Part of Speech (POS) tagging is an important technique in Natural Language Processing (NLP). For example, differentiating between ‘play’ (grey) as a noun and ‘play’ (green) as a verb. Whilst most practitioners use this technique for rule-based NLP approaches, it also has its uses in unsupervised Machine Learning (ML). For example when using vectorspace/text embeddings (e.g. Word2Vec, Doc2Vec, ELMo, GloVe) some simple pre-processing steps before ML such as appending POS can lead to more accurate vectors. Trask et al (2015) published variants of this approach Sense2vec
I have experimented extensively with using text embeddings to surface geoscience analogues, developing a pre-processing methodology to derive the best results. Unlike sentiment analysis which is predominantly non-noun based, for deriving analogues through unsupervised learning, weighting nouns is more likely to deliver optimum results in terms of ‘analogous’ similarity output from the neural network.
Lithostratigraphic analogues are an interesting use case.

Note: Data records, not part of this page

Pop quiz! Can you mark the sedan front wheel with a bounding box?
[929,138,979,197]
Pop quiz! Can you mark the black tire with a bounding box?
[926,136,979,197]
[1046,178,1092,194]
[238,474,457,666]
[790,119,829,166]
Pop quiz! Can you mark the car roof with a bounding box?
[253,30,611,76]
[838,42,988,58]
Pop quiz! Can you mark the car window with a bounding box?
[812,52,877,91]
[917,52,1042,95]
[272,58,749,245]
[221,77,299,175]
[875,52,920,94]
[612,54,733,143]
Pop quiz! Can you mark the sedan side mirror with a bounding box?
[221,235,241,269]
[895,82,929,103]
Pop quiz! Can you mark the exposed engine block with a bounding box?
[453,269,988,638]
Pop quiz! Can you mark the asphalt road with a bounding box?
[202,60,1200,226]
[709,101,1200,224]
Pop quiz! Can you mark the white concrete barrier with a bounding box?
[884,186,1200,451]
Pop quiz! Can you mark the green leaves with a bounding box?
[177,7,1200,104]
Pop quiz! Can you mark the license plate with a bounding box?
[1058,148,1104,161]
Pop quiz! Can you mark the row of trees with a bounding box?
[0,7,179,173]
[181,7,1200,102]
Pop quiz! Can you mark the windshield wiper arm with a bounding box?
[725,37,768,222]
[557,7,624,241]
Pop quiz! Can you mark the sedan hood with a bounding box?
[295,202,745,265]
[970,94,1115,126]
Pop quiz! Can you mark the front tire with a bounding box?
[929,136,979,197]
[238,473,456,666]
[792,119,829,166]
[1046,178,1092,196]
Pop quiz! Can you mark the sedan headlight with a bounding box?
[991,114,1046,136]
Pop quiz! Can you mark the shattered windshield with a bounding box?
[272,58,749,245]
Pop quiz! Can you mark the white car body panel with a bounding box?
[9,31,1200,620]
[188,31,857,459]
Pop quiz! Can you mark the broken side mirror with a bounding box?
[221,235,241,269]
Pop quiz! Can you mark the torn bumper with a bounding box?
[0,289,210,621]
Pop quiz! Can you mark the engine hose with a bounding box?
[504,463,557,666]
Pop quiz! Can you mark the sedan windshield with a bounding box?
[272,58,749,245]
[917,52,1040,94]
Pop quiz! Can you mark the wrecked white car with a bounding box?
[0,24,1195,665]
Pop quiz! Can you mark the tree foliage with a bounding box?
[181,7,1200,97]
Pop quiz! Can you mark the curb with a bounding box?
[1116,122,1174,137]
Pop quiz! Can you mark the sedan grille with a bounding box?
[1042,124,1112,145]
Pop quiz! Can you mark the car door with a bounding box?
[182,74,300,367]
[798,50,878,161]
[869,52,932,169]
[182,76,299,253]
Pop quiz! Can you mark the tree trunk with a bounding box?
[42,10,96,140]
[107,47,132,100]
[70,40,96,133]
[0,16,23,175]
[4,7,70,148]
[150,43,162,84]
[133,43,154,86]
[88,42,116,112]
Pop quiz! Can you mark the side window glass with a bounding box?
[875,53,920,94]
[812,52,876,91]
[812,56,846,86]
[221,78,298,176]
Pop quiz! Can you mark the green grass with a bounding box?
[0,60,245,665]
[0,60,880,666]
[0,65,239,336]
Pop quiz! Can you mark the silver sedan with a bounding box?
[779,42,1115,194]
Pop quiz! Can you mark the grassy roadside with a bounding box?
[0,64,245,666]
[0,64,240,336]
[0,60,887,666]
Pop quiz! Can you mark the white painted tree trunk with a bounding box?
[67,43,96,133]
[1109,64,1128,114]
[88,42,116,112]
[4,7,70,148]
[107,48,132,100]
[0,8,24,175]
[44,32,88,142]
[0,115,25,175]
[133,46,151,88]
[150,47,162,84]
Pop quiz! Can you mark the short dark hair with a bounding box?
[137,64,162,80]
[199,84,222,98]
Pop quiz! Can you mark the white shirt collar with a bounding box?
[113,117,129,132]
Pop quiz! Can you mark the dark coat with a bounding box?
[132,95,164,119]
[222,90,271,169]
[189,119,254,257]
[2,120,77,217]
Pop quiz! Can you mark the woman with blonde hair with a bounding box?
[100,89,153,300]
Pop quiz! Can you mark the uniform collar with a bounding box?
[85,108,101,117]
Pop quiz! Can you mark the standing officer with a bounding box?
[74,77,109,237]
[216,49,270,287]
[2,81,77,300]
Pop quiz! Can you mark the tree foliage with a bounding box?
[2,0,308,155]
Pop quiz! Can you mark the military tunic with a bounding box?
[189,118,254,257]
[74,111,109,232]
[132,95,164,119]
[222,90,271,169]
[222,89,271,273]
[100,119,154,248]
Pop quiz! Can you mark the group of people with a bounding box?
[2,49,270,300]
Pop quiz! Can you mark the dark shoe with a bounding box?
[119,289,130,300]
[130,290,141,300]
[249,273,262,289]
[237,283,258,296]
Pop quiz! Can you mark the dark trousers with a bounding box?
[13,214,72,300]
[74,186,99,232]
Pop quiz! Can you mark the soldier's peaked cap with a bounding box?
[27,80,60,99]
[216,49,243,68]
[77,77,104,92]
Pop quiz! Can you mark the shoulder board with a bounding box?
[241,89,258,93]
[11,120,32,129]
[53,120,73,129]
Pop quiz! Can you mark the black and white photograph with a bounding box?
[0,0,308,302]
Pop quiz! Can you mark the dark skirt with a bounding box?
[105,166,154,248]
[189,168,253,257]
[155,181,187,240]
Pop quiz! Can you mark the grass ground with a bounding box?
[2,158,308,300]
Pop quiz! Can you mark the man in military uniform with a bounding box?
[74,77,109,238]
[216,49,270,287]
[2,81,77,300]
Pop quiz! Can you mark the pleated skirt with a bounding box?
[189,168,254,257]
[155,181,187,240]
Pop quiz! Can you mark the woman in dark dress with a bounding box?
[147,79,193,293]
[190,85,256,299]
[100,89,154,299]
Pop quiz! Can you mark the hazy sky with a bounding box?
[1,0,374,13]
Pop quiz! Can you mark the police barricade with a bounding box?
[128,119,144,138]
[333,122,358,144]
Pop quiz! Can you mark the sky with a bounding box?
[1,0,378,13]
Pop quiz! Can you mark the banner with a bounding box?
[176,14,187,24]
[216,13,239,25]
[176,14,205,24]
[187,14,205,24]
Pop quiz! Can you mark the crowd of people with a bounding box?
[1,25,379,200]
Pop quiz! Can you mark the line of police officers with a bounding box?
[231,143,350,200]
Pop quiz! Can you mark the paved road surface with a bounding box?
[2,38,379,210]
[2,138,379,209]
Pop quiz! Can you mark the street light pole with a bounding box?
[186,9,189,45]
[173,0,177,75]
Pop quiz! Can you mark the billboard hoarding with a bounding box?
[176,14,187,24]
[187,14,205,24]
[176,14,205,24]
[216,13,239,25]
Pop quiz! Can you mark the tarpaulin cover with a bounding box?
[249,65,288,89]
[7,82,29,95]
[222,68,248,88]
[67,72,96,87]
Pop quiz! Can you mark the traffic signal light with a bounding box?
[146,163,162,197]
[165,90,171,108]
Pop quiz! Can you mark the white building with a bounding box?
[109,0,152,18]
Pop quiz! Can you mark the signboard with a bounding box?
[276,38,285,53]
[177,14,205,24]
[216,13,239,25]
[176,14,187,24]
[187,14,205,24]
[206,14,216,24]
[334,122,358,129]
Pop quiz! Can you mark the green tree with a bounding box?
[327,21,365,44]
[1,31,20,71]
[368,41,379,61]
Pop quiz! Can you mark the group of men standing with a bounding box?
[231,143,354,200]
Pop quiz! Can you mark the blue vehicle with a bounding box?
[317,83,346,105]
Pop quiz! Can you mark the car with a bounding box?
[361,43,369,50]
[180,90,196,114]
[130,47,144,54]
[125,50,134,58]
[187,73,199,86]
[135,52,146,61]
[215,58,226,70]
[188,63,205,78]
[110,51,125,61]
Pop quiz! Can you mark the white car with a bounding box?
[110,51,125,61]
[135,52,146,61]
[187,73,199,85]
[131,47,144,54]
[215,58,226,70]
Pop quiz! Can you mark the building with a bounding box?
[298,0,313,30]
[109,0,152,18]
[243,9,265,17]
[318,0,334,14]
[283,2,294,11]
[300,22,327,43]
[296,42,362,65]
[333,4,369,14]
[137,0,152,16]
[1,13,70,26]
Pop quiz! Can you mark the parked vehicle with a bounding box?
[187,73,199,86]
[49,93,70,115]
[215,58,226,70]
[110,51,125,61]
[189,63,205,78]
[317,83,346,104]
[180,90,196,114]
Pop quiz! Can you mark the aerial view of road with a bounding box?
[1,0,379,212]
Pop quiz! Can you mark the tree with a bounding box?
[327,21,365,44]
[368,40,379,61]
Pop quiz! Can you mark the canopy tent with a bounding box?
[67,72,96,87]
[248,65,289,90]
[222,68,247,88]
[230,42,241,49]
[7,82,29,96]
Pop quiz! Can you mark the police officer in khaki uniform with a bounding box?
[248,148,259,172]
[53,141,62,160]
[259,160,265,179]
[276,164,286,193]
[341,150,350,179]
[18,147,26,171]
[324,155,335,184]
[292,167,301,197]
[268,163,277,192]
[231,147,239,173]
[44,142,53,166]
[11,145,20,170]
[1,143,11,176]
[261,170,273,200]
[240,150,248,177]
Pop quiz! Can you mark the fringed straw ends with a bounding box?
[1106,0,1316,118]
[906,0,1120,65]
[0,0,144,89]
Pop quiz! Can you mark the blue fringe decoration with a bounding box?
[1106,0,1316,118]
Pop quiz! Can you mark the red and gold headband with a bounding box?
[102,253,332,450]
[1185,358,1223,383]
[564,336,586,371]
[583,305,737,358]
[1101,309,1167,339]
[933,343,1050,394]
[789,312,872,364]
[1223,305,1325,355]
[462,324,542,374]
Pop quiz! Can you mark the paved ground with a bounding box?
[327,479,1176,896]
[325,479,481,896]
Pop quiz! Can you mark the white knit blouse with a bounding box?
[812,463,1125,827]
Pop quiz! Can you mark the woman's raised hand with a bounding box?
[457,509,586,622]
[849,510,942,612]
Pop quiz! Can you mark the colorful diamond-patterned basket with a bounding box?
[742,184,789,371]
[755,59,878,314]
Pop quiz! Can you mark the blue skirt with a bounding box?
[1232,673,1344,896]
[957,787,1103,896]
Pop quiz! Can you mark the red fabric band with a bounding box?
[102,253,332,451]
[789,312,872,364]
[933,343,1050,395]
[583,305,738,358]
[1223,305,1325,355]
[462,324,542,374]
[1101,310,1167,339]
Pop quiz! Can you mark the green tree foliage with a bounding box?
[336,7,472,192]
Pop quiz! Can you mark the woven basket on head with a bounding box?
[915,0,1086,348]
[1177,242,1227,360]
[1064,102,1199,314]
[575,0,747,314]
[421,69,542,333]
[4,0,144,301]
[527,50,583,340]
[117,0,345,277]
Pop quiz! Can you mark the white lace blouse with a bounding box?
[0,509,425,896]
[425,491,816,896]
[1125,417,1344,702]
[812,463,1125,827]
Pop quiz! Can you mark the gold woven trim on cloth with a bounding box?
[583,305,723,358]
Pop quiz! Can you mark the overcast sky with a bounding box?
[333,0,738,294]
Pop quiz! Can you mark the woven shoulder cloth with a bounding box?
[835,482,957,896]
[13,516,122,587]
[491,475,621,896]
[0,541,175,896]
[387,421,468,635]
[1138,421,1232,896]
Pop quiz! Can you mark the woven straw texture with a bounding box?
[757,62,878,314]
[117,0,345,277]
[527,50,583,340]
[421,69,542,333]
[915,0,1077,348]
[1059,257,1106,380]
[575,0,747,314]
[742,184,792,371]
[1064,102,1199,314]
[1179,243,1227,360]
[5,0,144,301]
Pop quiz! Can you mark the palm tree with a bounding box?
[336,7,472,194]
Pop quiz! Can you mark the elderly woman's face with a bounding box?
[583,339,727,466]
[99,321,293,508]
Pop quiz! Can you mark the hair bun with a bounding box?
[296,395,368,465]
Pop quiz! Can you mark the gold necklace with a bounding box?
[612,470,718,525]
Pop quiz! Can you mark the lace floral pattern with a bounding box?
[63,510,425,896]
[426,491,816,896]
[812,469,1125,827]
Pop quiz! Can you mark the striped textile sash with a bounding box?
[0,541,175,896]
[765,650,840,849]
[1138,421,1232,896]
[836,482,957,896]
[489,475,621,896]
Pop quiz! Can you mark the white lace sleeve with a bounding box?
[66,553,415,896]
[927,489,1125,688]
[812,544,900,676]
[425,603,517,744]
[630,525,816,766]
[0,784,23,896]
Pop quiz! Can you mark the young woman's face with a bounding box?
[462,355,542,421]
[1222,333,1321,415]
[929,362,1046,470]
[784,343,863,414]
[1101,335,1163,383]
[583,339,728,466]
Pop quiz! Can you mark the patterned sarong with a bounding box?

There are many aspects to consider. A simple unsupervised ML approach is unlikely to give optimal results for a variety of reasons including ‘noise’, in terms of suggesting likely analogues. Conversely, simply applying a RULES BASED thesauri/taxonomy to text and then using the extractions to create vectors, will lose a lot of the latent meaning and structure in the text.
A middle ground is to use ‘theory guided’ machine learning. Encoding certain geoscience theories in the pre-processing step prior to ML. Early results show this is a promising technique to deliver meaningful and useful analogues to geoscientists automatically using unstructured text.